Avec ses 1000 projets sur étagères (ou re-sortis des étagères), avec ses mille et une idées, ses mille et une actions, ses mille et un discours volontaristes, le Président Sarkozy donne l'impression de toujours partir de rien. Il semble par exemple oublier les quelques 300 propositions (bonnes ou mauvaises) du rapport Attali d'il y a un an, tout comme le rapport parlementaire de Christian Blanc sur « l'éco-système de la croissance » publié en 2004. Pendant 2 ans, il a mené une politique de croissance par la demande : baisse de la fiscalité (des plus riches), politique de pouvoir d'achat (réussie ou non), creusement des déficits (bien réel),... Aujourd'hui, il trouve soudainement ridicule toute relance par la demande, et devient un inconditionnel de la relance par l'offre...! A force de gesticuler dans tous les sens, en particulier dans des directions opposées, à force d'ouvrir cent chantiers simultanés sans les mener à leur terme, à force de vouloir passer en force sans comprendre l'importance du lien humain dans toute réforme, il risque d'arriver au même résultat que son prédécesseur : l'immobilisme ... !

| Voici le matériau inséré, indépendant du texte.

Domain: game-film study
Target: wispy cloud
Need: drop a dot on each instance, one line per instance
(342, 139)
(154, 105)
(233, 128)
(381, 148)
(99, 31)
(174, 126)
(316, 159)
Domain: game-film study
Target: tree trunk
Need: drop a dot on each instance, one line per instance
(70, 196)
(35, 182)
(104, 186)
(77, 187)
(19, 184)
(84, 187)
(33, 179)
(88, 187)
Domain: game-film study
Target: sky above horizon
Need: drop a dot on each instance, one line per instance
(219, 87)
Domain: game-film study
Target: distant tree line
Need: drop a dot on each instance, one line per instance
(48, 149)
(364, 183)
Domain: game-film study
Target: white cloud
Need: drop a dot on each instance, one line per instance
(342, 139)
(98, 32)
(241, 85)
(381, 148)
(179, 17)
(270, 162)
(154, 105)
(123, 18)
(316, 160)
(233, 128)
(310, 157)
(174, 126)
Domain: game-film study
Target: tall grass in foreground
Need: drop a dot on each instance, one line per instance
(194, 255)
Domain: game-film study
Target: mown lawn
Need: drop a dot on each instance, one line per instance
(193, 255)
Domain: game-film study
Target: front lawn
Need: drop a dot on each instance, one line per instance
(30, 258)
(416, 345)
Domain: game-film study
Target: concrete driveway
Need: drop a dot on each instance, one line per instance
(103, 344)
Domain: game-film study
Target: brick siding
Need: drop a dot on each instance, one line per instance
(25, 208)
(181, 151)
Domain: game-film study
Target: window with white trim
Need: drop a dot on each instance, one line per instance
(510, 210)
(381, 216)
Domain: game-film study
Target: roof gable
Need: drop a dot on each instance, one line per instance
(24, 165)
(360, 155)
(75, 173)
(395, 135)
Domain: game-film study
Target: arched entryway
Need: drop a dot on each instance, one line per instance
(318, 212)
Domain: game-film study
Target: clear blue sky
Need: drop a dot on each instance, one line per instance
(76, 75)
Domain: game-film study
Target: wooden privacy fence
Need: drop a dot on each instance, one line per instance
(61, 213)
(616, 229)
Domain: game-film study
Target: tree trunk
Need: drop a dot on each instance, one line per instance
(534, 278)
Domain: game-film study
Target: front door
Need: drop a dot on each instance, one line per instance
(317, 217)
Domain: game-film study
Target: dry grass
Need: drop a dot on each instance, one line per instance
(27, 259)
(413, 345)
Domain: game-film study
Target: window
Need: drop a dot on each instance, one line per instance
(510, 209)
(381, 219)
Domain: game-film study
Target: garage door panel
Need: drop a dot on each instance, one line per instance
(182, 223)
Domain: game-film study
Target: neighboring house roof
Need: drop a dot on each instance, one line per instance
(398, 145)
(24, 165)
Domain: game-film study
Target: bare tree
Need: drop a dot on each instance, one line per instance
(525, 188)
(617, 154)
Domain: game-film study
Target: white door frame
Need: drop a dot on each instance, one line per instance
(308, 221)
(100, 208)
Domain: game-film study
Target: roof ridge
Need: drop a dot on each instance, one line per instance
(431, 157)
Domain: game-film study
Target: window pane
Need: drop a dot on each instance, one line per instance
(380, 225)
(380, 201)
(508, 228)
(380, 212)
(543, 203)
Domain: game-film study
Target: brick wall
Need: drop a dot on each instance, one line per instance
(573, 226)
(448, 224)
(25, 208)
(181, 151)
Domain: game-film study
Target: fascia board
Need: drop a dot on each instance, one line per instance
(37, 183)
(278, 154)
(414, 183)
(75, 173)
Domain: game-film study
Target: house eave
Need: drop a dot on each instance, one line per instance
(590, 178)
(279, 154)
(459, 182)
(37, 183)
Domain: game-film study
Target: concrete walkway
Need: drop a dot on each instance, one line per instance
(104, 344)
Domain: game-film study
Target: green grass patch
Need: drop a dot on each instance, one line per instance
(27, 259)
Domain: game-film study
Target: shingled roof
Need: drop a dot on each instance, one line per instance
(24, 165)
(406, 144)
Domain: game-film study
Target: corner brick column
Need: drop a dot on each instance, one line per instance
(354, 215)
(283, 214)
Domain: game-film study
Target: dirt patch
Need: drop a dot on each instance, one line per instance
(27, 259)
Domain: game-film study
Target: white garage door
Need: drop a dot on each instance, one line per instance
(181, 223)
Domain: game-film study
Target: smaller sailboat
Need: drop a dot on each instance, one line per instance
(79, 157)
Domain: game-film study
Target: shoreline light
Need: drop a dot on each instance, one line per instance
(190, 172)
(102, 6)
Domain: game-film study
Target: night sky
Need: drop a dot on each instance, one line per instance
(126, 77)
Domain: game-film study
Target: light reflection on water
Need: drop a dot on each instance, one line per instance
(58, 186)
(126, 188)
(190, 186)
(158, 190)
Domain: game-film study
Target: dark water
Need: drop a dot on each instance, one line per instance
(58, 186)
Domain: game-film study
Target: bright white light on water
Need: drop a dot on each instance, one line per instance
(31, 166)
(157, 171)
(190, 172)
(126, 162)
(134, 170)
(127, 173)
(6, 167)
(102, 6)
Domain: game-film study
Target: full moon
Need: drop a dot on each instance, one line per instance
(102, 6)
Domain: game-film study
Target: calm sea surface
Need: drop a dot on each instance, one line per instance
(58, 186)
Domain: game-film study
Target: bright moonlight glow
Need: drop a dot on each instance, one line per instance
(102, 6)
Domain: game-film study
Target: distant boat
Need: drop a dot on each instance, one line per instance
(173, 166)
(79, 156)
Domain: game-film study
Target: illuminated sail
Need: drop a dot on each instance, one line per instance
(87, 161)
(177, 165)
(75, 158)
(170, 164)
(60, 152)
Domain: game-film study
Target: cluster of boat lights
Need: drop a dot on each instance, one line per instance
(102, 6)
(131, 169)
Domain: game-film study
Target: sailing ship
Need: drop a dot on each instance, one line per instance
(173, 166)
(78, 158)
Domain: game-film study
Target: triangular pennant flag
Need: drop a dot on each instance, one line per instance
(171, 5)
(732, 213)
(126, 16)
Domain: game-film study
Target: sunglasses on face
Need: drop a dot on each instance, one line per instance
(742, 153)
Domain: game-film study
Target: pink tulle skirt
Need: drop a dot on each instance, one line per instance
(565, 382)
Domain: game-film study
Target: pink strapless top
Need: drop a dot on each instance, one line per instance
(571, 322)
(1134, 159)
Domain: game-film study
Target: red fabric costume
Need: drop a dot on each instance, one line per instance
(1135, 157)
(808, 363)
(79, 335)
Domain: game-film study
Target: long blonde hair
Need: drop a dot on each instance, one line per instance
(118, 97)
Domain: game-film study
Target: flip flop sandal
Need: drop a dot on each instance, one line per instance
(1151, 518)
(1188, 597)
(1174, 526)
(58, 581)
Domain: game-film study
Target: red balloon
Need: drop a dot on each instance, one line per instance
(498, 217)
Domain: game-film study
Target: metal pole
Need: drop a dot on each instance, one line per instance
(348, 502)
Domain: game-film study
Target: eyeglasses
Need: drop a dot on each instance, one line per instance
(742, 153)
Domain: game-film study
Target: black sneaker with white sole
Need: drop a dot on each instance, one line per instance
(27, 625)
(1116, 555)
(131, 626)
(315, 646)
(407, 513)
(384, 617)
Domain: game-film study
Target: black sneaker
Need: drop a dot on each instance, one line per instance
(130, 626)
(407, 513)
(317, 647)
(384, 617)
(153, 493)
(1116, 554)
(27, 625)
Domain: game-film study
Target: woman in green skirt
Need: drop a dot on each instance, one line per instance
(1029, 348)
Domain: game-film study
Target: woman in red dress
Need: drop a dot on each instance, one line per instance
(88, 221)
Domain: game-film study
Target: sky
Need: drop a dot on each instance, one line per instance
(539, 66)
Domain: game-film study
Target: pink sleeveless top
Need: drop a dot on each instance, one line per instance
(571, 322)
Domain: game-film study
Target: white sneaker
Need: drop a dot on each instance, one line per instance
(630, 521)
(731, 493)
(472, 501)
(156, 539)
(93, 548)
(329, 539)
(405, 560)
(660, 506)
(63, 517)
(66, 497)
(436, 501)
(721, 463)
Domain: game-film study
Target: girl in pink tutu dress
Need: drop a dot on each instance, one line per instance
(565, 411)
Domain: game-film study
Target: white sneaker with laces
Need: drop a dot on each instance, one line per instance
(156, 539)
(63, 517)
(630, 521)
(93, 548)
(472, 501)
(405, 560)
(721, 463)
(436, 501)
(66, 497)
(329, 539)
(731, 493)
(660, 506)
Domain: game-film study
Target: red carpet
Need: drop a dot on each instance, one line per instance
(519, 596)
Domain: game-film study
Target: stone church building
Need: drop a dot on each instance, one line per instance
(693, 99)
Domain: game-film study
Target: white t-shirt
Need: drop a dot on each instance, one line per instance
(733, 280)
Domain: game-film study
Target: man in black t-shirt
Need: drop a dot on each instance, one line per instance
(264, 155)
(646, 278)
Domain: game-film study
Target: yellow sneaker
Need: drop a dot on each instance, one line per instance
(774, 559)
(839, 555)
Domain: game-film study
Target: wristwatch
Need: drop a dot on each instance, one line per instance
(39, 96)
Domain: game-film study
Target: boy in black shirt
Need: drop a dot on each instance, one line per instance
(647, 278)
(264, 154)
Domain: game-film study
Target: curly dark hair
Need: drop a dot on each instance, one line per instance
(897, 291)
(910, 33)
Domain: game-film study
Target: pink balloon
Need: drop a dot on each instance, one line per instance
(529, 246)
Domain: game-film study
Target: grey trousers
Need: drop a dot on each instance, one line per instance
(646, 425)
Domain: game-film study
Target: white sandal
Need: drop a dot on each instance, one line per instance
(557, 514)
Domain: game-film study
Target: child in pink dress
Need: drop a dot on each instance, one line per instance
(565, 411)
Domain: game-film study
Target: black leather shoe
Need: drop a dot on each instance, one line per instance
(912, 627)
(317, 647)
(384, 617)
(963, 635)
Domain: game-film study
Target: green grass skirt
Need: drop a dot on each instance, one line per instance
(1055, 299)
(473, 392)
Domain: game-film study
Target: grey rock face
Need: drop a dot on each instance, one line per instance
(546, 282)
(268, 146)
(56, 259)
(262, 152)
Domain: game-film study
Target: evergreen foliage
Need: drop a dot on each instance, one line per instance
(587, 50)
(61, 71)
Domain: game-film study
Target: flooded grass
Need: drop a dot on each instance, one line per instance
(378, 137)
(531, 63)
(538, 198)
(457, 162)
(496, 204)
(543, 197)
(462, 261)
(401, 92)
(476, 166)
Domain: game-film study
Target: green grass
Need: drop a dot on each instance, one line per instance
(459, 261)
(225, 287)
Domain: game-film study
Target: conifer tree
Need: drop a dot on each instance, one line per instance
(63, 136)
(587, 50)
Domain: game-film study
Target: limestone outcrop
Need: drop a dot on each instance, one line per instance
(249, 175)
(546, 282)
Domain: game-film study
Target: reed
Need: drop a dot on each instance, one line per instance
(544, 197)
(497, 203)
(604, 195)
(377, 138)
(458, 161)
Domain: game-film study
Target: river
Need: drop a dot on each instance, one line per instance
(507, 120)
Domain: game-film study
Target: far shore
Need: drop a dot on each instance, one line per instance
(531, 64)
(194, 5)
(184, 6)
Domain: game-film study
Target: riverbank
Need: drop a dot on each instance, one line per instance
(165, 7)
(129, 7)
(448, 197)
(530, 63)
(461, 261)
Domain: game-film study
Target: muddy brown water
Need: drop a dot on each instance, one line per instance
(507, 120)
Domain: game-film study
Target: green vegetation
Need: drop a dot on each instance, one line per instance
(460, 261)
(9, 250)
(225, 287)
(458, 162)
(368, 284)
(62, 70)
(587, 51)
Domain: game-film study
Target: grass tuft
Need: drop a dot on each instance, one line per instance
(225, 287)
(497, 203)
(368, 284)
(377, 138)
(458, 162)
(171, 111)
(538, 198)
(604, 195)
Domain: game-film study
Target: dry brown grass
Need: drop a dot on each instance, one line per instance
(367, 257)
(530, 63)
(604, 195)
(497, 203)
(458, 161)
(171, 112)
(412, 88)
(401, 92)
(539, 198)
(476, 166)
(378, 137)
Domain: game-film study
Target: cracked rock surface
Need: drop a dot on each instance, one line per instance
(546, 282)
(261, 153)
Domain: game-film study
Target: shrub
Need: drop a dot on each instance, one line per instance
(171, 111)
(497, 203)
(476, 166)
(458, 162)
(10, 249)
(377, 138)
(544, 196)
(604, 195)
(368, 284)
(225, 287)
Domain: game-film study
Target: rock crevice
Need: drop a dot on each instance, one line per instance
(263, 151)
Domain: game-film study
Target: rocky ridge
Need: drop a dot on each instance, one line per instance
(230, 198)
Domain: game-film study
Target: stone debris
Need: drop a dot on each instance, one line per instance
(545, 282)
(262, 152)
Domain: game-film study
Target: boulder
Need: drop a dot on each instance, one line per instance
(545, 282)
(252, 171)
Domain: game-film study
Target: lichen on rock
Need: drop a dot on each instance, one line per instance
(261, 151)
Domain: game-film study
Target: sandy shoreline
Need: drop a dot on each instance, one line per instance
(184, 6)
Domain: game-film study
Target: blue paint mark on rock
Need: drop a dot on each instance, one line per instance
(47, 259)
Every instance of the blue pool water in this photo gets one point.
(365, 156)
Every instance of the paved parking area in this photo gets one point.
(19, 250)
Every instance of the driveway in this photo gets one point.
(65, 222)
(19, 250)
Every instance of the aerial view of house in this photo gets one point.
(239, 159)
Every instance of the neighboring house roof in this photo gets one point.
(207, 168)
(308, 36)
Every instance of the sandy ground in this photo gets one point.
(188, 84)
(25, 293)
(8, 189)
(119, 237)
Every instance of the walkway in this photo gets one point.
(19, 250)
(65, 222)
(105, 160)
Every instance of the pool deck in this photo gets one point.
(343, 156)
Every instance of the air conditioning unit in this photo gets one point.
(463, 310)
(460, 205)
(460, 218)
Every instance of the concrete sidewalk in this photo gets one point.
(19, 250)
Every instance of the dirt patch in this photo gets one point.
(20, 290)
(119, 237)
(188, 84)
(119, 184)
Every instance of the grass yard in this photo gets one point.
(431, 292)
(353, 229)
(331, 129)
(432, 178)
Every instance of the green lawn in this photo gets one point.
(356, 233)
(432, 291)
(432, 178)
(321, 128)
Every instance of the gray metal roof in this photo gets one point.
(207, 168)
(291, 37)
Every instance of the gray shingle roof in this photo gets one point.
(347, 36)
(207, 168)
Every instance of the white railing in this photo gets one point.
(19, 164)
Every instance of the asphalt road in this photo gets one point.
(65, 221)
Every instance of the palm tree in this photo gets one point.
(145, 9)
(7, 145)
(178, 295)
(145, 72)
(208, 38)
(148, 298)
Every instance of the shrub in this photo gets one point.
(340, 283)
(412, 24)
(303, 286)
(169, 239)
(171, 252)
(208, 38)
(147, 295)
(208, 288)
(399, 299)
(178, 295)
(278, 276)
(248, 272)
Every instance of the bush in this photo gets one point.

Au fond, ce pilotage à vue traduit une incapacité à prendre du recul et à comprendre les crises que nous traversons. Quel dommage de ne pas avoir profité de la Présidence de l'Union européenne pour proposer un plan de relance européen ! Au lieu de cela, chacun conçoit un plan de relance national, qu'il espère meilleur que son voisin. Un plan qui vise à vendre davantage de produits et services à ses partenaires tout en évitant soigneusement qu'il ne facilite l'achat de davantage de produits et services auprès de ces mêmes partenaires. Un tel retour affiché et insidieux au protectionnisme me paraît tout à la fois stupide sur le plan économique, dangereux sur le plan géopolitique (et donc pour la stabilité et la paix), et choquant sur le plan de la solidarité entre les peuples.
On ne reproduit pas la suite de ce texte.